1.) Obtaining a Recent Version of R, i.e., R >= 2.11.0
The default R on most package-managed linuxes is relatively old. The best way to get a new version is to update R using your package management system. Clear instructions for different version of Linux can be found here:
For Ubuntu lucid (10.04), add the following line to /etc/apt/sources.list
deb http://cran.fhcrc.org/bin/linux/ubuntu lucid/
sudo apt-get update sudo apt-get install r-base
2.) Obtaining the HDF5 Libraries
We need to install both the headers and shared libraries to access HDF5 file files.
sudo apt-get install libhdf5-serial-1.8.4 libhdf5-serial-dev
3.) Installing h5r and pbh5 Packages
The easiest way to install h5r is via the "install.packages" function from within R., i.e.,
Following successfull installation of the h5r package, we install the pbh5 R package using the following:
wget https://github.com/PacificBiosciences/R-pbh5/zipball/master -O pbh5.zip && unzip pbh5.zip sudo R CMD INSTALL PacificBiosciences-R-pbh5*
4.) Installing Additional R Packages
A couple of other packages are necessary to execute the analysis.Rnw document. These are reasonably standard R packages and should install straightforwardly.
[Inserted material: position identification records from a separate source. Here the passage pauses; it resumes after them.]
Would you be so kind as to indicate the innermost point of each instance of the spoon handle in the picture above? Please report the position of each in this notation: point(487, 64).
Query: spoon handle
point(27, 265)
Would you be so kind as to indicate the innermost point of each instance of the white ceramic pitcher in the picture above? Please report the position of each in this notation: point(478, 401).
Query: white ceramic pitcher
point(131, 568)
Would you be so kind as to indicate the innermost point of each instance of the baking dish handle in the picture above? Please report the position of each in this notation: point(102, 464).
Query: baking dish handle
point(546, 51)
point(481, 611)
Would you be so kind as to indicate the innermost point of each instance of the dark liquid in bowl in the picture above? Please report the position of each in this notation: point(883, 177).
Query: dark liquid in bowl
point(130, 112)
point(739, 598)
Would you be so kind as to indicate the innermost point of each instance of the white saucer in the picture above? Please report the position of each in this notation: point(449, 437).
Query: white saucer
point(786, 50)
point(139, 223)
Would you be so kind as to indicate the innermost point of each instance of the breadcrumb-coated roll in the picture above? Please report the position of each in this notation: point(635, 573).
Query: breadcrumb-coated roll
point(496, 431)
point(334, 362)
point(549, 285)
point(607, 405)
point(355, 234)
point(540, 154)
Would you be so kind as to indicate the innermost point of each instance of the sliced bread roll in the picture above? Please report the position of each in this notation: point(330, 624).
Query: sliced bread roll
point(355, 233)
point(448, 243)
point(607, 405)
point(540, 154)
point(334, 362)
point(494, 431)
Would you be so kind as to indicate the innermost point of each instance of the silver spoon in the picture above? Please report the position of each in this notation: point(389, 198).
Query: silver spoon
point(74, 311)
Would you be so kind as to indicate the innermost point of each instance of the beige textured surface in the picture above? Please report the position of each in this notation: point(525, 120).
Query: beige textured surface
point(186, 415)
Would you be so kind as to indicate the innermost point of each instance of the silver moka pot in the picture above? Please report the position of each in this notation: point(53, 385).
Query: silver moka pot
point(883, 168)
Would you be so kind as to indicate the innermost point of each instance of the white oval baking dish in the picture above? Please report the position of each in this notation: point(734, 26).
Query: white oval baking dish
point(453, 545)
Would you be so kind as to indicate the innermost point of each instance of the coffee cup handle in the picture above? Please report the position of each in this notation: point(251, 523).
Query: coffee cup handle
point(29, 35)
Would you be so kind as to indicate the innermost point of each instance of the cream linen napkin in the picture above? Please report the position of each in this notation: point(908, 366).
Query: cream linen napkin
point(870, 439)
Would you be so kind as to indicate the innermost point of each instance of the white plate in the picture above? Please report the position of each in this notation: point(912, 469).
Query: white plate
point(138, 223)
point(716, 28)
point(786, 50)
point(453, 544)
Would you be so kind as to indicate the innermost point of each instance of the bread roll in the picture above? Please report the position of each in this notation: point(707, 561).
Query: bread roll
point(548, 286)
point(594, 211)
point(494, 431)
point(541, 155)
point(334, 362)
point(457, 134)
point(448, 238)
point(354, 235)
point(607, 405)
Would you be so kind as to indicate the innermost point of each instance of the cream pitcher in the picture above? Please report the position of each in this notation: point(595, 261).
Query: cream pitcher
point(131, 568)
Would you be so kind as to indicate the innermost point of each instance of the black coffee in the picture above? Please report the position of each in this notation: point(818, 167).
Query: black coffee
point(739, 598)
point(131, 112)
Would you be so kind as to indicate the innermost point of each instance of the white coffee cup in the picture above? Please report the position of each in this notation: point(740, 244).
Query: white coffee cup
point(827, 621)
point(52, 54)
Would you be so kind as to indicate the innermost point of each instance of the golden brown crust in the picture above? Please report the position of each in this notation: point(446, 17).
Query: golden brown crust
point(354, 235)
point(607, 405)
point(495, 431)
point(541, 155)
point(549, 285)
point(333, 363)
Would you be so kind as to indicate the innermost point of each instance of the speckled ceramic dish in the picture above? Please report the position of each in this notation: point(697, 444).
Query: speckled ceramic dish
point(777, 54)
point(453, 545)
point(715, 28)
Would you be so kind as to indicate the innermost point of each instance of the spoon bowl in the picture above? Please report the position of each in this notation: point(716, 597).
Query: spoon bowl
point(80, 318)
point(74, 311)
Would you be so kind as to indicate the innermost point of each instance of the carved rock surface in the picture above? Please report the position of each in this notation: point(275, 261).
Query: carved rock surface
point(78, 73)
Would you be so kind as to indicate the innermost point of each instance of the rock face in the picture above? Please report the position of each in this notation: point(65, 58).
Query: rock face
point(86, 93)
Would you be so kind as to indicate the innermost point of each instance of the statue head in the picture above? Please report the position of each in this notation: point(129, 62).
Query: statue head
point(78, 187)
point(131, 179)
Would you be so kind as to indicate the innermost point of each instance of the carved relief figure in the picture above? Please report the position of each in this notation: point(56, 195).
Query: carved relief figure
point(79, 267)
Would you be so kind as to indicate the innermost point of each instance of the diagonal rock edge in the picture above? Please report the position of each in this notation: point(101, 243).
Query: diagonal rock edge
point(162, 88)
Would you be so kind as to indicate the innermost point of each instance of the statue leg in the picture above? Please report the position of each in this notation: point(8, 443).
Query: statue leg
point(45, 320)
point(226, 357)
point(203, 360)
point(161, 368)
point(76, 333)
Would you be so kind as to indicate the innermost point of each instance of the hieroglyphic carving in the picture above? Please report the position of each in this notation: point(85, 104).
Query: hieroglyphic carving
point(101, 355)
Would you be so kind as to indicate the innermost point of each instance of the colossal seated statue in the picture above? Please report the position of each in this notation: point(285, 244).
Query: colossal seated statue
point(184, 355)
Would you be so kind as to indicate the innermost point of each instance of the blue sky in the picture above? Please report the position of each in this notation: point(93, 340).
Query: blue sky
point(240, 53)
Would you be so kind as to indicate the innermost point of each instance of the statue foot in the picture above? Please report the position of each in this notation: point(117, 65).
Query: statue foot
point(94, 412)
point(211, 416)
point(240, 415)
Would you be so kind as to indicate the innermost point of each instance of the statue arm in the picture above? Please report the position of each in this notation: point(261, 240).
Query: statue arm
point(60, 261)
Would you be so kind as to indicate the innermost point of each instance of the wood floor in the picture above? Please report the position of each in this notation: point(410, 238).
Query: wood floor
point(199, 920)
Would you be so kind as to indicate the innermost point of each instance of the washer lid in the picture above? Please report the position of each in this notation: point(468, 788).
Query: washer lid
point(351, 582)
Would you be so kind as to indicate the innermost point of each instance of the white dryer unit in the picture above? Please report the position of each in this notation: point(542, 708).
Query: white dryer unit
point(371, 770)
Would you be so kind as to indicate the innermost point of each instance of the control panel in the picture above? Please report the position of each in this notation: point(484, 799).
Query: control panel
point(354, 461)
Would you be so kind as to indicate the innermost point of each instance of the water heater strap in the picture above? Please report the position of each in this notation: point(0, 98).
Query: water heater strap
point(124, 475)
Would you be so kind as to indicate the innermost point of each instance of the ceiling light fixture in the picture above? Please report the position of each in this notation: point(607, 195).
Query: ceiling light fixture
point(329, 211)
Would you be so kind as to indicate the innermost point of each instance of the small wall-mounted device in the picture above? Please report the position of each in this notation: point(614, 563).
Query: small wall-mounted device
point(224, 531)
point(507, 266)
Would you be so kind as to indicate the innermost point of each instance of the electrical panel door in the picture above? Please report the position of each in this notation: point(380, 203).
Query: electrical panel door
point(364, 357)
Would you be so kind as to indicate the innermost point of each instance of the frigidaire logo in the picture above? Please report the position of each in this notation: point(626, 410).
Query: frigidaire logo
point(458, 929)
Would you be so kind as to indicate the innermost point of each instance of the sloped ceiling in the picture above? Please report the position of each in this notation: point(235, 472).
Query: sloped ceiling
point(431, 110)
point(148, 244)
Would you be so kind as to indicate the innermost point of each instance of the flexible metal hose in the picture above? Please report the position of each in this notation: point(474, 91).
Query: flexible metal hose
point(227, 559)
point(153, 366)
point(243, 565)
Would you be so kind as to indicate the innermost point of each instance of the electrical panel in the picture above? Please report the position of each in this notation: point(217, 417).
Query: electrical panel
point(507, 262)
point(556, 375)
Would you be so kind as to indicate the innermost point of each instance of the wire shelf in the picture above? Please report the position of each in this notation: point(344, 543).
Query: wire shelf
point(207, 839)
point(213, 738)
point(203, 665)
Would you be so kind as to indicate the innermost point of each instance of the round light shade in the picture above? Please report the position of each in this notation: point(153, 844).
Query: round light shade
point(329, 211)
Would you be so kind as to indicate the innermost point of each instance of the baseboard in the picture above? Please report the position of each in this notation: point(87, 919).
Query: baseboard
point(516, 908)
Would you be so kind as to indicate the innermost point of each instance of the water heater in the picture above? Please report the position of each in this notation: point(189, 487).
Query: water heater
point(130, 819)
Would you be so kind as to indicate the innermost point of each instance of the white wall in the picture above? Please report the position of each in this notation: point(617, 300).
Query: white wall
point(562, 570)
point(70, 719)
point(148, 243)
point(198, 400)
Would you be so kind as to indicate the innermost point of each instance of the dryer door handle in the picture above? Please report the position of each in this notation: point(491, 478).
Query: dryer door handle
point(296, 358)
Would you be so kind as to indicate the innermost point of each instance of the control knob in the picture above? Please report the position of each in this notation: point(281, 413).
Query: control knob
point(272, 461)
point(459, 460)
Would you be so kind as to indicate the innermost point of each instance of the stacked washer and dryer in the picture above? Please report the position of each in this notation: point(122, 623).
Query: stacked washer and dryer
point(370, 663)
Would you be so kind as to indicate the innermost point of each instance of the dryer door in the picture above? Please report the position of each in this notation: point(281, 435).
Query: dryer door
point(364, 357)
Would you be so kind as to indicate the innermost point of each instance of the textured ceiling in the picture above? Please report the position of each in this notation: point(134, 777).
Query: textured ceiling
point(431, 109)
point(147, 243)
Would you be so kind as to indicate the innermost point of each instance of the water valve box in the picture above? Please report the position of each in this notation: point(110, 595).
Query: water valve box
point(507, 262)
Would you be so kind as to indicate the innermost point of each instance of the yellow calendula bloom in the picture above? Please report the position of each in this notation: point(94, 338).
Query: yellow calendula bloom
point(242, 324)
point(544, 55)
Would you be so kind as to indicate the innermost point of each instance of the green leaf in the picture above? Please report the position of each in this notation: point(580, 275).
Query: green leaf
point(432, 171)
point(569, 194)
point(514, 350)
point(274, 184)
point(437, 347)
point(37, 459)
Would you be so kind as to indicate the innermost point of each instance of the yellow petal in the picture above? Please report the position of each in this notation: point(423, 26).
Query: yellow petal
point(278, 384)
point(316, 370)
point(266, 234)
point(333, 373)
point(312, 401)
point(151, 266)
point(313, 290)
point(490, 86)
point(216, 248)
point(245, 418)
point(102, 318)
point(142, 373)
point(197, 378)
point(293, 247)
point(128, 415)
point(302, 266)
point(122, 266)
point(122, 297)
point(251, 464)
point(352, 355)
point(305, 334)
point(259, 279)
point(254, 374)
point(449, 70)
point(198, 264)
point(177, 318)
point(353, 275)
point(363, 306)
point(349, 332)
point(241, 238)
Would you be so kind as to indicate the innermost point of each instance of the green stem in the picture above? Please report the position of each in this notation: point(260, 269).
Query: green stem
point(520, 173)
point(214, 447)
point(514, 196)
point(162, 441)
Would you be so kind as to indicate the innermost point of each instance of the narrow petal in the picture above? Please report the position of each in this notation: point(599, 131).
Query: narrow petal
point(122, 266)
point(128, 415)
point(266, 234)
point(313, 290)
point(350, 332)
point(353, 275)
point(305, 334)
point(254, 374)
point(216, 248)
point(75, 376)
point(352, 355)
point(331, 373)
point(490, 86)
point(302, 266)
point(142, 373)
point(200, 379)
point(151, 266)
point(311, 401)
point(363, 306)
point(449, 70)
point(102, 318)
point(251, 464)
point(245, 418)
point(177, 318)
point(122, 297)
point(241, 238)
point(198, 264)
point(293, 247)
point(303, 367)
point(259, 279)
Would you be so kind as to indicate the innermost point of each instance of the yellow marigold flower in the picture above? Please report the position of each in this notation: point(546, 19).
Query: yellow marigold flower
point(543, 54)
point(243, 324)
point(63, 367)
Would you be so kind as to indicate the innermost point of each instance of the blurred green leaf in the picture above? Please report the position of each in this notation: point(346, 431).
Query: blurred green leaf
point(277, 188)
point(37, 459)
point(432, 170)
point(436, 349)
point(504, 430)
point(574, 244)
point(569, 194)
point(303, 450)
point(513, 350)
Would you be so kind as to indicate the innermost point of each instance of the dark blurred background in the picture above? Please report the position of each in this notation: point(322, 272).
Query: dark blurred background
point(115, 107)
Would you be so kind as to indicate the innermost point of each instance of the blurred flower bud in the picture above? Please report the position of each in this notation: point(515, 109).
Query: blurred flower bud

> install.packages(c("ggplot2", "xtable")) > source("http://bioconductor.org/biocLite.R") > biocLite("Biostrings")
5.) Installing pbutils R Package
Finally, we provide some useful functions that aren't specific to our data structures.
wget https://github.com/PacificBiosciences/R-pbutils/zipball/master -O pbutils.zip && unzip pbutils.zip && sudo R CMD INSTALL PacificBiosciences-R-pbutils*
6.) Running the Document
In order to generate analysis.pdf, one simply should execute make. This will download the data and then run the code in analysis.Rnw.
At this point, a new analysis.pdf should have been generated. What can often fail is the generation of a pdf from the input analysis.tex. In order to generate the pdf, one will need to install pdflatex, this might correspond to too many packages that a sysadmin would want to install. In any case, a user can simply march through the document and run the individual code snippets.